From the men and women of the crew came the accepting shout in return: “Aye!”
And the two dozen in dress blues went marching briskly toward the edge of the wharf and up the gangplank, taking evenly spaced parade-rest positions along the ship’s port side, the newly broken and unfurled Union flag flying above them. These enacted protocols in sum sending not only a clear message but also a palpable feeling abroad: that the newly-commissioned ship had indeed come to life — and no one there in that moment was unmoved.
Reynolds spoke of Harris as “the chief” and “a surfman,” invoking the spirit and heritage of the Life-Saving Service that, melding with the Revenue Cutter Service in January 1915, then became the Coast Guard. He spoke of the crew and its training on the cutter, its journey to Key West and Mayport and on to Fort Macon. Saluting them, he said “I am honored to call them shipmates.”
He acknowledged family members of the ship’s crew who were on hand, including his own from Hawaii who had brought him a lei to wear, and he noted as well the long separations all had accepted as their duty. Affirming with a special dignity accorded the heroic dead, Reynolds said the ship’s mission was “to preserve, honor, and be worthy of Glen Harris’ legacy.”

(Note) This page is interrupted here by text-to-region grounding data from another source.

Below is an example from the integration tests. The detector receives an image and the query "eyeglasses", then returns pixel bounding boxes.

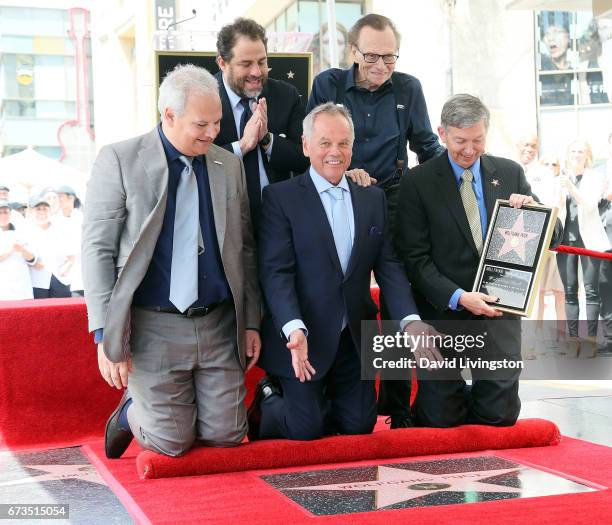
[355,47,399,64]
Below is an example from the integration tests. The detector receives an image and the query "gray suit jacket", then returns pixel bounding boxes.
[82,127,261,364]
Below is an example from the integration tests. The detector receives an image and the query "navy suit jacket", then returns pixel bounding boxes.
[258,172,418,378]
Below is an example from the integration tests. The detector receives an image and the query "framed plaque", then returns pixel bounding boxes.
[472,200,558,316]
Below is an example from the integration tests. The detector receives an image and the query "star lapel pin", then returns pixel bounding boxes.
[287,70,295,79]
[492,179,500,187]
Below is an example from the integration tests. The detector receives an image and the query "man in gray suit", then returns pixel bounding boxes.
[82,64,261,458]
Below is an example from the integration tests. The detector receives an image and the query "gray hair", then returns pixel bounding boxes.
[303,103,355,141]
[440,94,490,131]
[158,64,219,118]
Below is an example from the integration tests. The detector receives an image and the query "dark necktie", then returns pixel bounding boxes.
[239,98,262,232]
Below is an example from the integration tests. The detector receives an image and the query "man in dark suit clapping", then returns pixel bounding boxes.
[214,18,309,233]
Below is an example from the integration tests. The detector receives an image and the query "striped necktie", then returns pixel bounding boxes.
[459,169,483,254]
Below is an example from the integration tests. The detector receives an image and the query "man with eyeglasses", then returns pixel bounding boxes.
[307,13,444,429]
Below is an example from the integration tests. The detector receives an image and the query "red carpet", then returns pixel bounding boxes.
[137,418,560,479]
[0,298,122,450]
[83,435,612,524]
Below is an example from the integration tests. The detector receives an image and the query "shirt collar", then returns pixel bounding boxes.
[222,75,248,110]
[157,122,201,166]
[347,64,393,93]
[158,122,184,163]
[447,152,482,186]
[221,75,250,111]
[309,166,350,194]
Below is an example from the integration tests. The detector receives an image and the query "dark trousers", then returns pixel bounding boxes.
[557,246,601,337]
[259,329,377,440]
[377,181,412,418]
[414,319,522,428]
[600,257,612,349]
[33,275,72,299]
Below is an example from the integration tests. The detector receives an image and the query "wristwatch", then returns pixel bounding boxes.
[259,132,272,147]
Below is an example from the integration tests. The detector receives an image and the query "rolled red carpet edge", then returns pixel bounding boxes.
[136,418,560,479]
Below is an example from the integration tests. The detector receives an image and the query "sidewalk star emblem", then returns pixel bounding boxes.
[285,465,521,509]
[261,455,596,516]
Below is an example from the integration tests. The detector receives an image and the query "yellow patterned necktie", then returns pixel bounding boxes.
[459,169,483,254]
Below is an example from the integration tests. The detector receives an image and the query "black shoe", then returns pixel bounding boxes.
[105,390,134,459]
[247,376,281,441]
[386,414,415,429]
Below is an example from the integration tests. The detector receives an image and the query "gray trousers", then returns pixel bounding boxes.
[127,304,246,456]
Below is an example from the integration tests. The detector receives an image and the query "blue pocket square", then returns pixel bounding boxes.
[369,226,382,236]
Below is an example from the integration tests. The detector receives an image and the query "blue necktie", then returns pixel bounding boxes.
[327,186,352,273]
[169,156,199,312]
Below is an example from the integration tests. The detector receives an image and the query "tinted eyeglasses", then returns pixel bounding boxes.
[355,47,399,64]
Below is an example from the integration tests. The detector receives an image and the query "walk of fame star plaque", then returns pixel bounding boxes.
[260,455,597,516]
[473,200,558,316]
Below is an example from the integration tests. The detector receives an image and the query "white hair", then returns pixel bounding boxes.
[157,64,219,118]
[303,102,355,141]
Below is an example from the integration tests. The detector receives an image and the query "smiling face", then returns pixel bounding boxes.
[567,140,591,172]
[351,25,397,90]
[33,203,51,227]
[217,35,268,99]
[302,113,353,185]
[517,135,539,166]
[438,120,487,169]
[162,91,222,157]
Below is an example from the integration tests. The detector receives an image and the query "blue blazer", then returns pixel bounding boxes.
[258,172,418,378]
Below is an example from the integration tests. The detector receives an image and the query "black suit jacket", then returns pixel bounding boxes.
[258,172,418,378]
[214,72,309,186]
[394,152,561,321]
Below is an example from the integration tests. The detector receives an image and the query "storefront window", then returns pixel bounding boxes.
[537,11,610,107]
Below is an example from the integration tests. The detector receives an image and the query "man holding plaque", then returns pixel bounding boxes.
[395,94,561,428]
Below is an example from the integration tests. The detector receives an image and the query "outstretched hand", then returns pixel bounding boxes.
[286,329,316,382]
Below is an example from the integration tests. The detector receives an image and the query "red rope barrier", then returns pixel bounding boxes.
[554,245,612,261]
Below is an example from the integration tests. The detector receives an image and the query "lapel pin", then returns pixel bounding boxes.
[492,179,499,187]
[213,160,223,165]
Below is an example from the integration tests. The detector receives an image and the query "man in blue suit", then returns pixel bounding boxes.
[249,103,432,441]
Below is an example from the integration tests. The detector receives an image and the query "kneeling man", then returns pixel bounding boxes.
[250,102,426,440]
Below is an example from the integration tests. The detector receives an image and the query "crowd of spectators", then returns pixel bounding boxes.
[0,184,83,300]
[520,132,612,353]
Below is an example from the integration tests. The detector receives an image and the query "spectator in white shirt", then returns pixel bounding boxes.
[28,195,75,299]
[0,200,37,300]
[57,185,84,296]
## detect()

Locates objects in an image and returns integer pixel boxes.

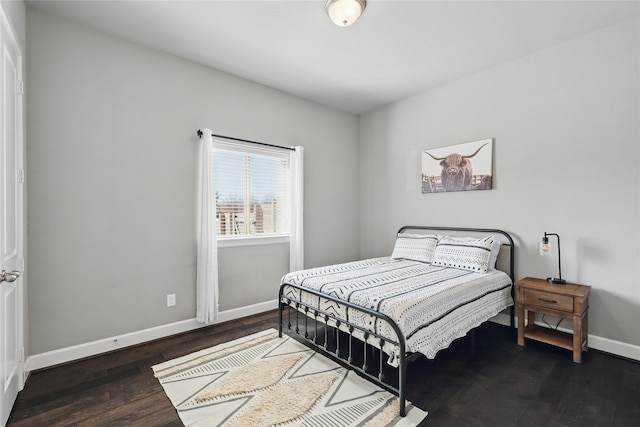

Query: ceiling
[27,0,639,115]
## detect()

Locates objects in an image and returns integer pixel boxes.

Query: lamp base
[547,277,567,284]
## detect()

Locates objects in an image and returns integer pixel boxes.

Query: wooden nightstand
[516,277,591,363]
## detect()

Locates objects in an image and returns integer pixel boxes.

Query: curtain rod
[197,129,295,152]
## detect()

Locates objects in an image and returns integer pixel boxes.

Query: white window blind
[213,140,290,238]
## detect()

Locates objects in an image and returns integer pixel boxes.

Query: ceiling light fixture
[326,0,366,27]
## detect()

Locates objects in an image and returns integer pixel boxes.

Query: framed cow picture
[422,139,493,193]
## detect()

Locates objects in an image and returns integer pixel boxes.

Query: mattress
[281,257,513,363]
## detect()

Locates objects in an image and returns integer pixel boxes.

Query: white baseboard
[25,299,279,374]
[216,299,278,323]
[25,302,639,376]
[490,312,640,361]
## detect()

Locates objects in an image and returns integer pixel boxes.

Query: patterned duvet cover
[281,257,513,363]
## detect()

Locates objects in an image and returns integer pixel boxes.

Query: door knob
[0,270,20,283]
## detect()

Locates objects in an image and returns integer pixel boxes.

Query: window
[213,140,290,243]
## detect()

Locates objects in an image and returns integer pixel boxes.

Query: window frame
[212,138,291,247]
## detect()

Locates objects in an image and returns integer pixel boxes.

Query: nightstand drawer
[524,289,573,312]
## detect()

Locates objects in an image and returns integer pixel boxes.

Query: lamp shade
[326,0,366,27]
[538,236,552,256]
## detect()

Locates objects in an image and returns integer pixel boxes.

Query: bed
[278,226,515,417]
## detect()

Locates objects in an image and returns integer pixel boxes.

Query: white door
[0,8,23,427]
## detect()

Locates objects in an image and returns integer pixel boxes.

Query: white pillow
[432,236,495,273]
[391,233,439,263]
[488,240,502,270]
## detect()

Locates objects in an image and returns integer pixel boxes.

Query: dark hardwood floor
[8,309,640,426]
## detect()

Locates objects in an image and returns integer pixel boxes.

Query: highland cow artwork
[422,139,493,193]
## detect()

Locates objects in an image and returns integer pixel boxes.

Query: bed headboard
[397,225,516,329]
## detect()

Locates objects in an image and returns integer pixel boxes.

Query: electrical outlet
[167,294,176,307]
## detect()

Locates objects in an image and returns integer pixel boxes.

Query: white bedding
[281,257,513,363]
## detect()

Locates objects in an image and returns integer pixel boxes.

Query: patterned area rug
[152,329,427,426]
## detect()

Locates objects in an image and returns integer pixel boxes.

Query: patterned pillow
[441,236,502,270]
[391,233,439,263]
[432,236,495,272]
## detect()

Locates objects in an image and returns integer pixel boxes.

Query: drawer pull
[538,297,557,304]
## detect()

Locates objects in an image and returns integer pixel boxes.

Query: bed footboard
[278,282,415,417]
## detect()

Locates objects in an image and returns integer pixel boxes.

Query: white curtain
[196,129,219,323]
[290,146,304,272]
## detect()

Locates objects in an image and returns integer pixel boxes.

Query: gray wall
[26,8,360,354]
[25,5,640,357]
[359,18,640,347]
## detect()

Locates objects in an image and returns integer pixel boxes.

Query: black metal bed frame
[278,226,515,417]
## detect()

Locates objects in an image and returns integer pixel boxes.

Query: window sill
[217,235,290,248]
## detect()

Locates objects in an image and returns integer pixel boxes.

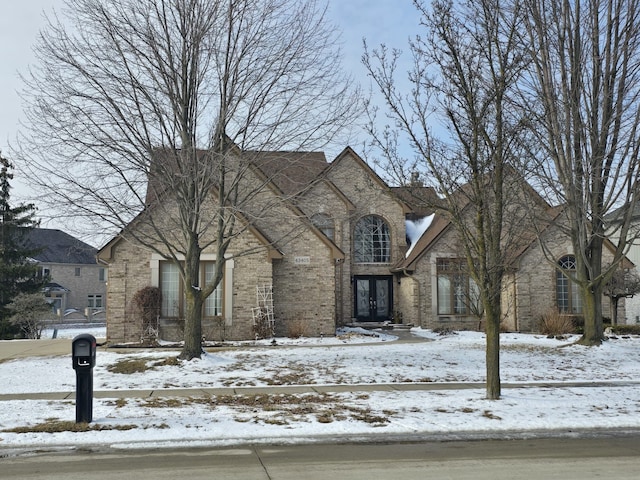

A single white skiff lay at the edge of the turning basin, a hundred yards or more astern of the Glen Harris; sea gulls flew over, squawking; a baby cried at the back of the crowd; and after a brief prayer of benediction, the brass quintet played the morning to a solemn close with the Navy Hymn:
O hear us when we cry to thee
For those in peril on the sea!
This vessel will be leaving home this fall, just as Carteret County’s Glen Harris once did to be in position in the Pacific almost 80 years ago, helping keep the forces of darkness from overrunning the world. Just as Glen Harris would do now, a sleek bright ship out upon the oceans of the world — semper paratus, always prepared.